Despite these encouraging results, two major difficulties in the analysis of POI within ERP have to be raised. First of all, the definition of POI was significantly different between the studies or was not reported in the material and methods section. This lack of consensual definition has already been raised in literature in 2005 by Kelhet et al.[73] and still existed in 2017 despite multiple effort from physician to better understand and define POI[74]. This lack of consensual definition is a common limitation in all the review on POI management or prevention. Unfortunately, the study of bowel function recovery cannot supply to the lack of definition of POI because the outcome measures for bowel function recovery is not much consensual and vary between studies[75], leading to discrepancy between studies. A study is now in progress to improve this issue but the results are not yet available[76].

The second issue is due to the heterogeneity of ERP between the different teams and countries. Some of the studies did not describe the ERP while the others reported different items. This bias has been raised in 2015[77] and is still an issue in current literature.

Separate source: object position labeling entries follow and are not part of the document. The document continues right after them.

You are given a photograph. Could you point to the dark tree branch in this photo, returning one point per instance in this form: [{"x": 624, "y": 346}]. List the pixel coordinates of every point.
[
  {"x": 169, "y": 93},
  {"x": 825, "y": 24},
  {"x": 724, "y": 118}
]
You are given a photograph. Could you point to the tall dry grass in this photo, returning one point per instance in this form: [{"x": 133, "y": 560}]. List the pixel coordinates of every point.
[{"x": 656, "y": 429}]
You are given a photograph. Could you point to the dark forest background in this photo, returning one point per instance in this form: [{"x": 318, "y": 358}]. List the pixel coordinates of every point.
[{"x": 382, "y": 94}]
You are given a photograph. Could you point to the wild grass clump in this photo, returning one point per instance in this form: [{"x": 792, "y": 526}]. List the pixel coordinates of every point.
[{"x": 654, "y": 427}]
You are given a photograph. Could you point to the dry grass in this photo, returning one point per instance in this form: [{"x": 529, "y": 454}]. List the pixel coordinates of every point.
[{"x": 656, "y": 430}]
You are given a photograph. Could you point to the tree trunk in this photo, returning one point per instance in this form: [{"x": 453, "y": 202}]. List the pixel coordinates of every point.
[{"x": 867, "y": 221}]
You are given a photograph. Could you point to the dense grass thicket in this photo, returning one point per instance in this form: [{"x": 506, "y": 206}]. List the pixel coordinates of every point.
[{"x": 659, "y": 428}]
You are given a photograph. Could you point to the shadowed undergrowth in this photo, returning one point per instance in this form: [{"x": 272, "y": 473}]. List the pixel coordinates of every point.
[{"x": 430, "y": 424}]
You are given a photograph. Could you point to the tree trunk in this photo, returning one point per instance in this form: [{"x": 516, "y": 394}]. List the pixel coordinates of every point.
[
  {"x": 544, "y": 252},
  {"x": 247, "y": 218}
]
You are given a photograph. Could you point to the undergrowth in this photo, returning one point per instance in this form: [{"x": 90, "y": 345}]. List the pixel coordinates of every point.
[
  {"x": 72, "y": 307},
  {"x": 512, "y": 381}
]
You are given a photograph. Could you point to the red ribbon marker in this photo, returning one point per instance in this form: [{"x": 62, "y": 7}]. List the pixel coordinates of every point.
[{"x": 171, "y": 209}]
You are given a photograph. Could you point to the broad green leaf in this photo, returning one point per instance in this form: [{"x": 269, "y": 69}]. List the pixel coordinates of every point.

Indeed, to improve the quality of studies reporting ERP management, the ERAS Society proposed a checklist containing 20 items to better assess ERP compliance[78]. This will probably homogenize the studies on the influence of ERP on diverse pathology such as POI. In this meta-analysis, only studies reporting the patients followed an ERP were included in order to homogenize the perioperative management of the patient and to specifically focus on the treatment assessed.

Finally, the treatment that seemed to be more efficient was only assessed in non-RCTs. This could represent a bias of recruitment, but also in the reproducibility of the study because the definition was different between the studies and could be different within a single study.

These limitations preclude a reliable metaanalysis. Unfortunately, until there is no consensual definition of POI and until the ERP is not consensually reported, it will be difficult to bring stronger conclusion on all those elements used in addition ERP. This narrative review and meta-analysis brings some evidence on the efficiency of such elements. The aim of this meta-analysis was therefore achieved because (i) it raised the difficulties on assessing the treatments of POI within ERP and (ii) it structured the different modalities of treatment. Further RCTs are therefore needed to confirm whether there are beneficial effects of such treatment.

Conclusion

This meta-analysis revealed that, in ERP, the improvement of GI function recovery by measures, and especially the POI, is poorly studied in literature, with high discrepancy on definitions of POI and ERP. No strong conclusions can be drawn, except that chewing gum and coffee had no beneficial effect on these endpoints. Alvimopan reduced the occurrence of POI but further RCTs are needed to confirm this effect.